Reputation: 1556
Im working on a Django project and I have to make a query that returns all my record that are active at the moment. The query must be between(startdate, startdate + duration)
I got this query so far, but I don't know how to query startdate + duration < datetime.now()
View:
def home(request):
active_tasks = Task.objects.all().filter(start_time__lte=datetime.now())
context = {'active_tasks' : active_tasks}
return render(request, "main/home.html", context)
Task model:
class Task(models.Model):
start_time = models.DateTimeField(default=datetime.now())
duration = models.IntegerField(default=10)
Upvotes: 0
Views: 658
Reputation: 25539
Your code has several defects. First, it's not clear for us what unit does duration
have, days, months, years, minutes?
I assume you were using days, but you couldn't query that because you need to convert start_time + duration
to datetime and treat it as end time for each record, which is not possible in single query. As @solarissmoke mentioned, you should store the end_time
instead. You could keep the duration
field if you want, but you could also use a property method to calculate it.

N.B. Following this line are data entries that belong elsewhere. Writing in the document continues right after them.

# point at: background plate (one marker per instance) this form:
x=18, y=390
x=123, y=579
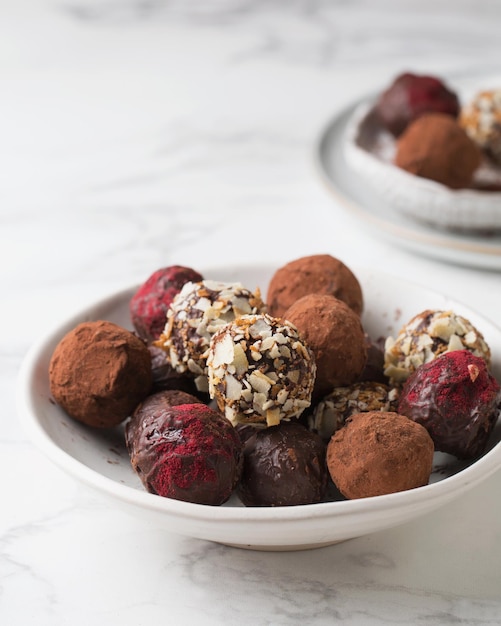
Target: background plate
x=372, y=213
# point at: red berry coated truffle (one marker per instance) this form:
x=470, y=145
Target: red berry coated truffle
x=186, y=452
x=456, y=399
x=148, y=307
x=411, y=95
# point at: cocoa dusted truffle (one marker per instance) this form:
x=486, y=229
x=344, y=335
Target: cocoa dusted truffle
x=99, y=372
x=336, y=337
x=378, y=453
x=186, y=452
x=456, y=399
x=435, y=147
x=412, y=95
x=481, y=119
x=148, y=306
x=260, y=370
x=195, y=314
x=319, y=273
x=331, y=413
x=428, y=335
x=284, y=465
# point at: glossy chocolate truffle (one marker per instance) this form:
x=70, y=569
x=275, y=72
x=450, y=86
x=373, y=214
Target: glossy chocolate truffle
x=195, y=314
x=260, y=370
x=335, y=334
x=320, y=273
x=331, y=413
x=378, y=453
x=456, y=399
x=99, y=372
x=481, y=119
x=148, y=306
x=186, y=452
x=284, y=465
x=428, y=335
x=435, y=147
x=410, y=96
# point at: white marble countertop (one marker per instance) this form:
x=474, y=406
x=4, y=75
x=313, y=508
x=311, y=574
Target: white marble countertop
x=136, y=134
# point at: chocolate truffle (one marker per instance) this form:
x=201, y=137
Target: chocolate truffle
x=319, y=273
x=166, y=377
x=456, y=399
x=410, y=96
x=99, y=372
x=260, y=371
x=427, y=335
x=331, y=413
x=148, y=306
x=195, y=314
x=186, y=452
x=481, y=119
x=378, y=453
x=435, y=147
x=335, y=334
x=284, y=465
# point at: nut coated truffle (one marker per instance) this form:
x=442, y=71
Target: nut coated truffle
x=320, y=273
x=148, y=306
x=99, y=372
x=336, y=337
x=456, y=399
x=481, y=119
x=435, y=147
x=410, y=96
x=284, y=465
x=186, y=452
x=428, y=335
x=378, y=453
x=195, y=314
x=260, y=371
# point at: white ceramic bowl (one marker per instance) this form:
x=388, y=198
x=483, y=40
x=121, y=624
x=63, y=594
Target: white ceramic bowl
x=99, y=458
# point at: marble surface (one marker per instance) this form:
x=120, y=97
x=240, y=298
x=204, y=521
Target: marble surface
x=137, y=134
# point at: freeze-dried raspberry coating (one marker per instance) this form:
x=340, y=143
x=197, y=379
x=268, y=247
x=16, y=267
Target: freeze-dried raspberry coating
x=148, y=307
x=318, y=273
x=410, y=96
x=99, y=372
x=186, y=452
x=456, y=399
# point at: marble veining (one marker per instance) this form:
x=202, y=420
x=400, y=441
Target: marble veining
x=142, y=133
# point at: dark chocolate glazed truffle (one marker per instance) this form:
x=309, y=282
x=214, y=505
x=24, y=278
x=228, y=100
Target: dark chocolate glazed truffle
x=378, y=453
x=319, y=273
x=336, y=337
x=410, y=96
x=456, y=399
x=437, y=148
x=99, y=372
x=148, y=306
x=186, y=452
x=284, y=465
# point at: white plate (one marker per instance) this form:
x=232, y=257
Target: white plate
x=375, y=214
x=99, y=458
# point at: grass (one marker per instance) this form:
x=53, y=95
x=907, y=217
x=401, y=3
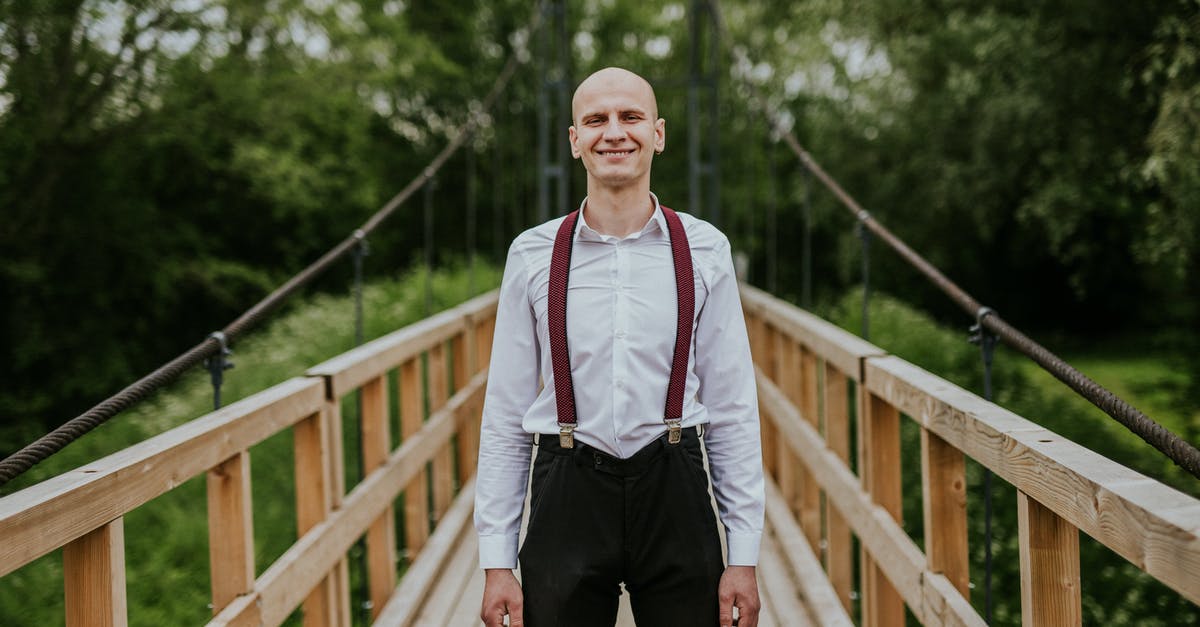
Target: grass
x=167, y=539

Also, your field definition start_time = models.DateTimeField(default=datetime.now())
would not work, because the default time would only be evaluated once when django starts(when the model is loaded). It's a common mistake that new django developers make. You should change it to:
start_time = models.DateTimeField(default=datetime.now)
This case, datetime.now
would be treated as a function object and be called every time you create a new object, which is what you want. Note that django has the built in flag to do that: auto_now_add
.
Check this SO answer on more detailed explanation.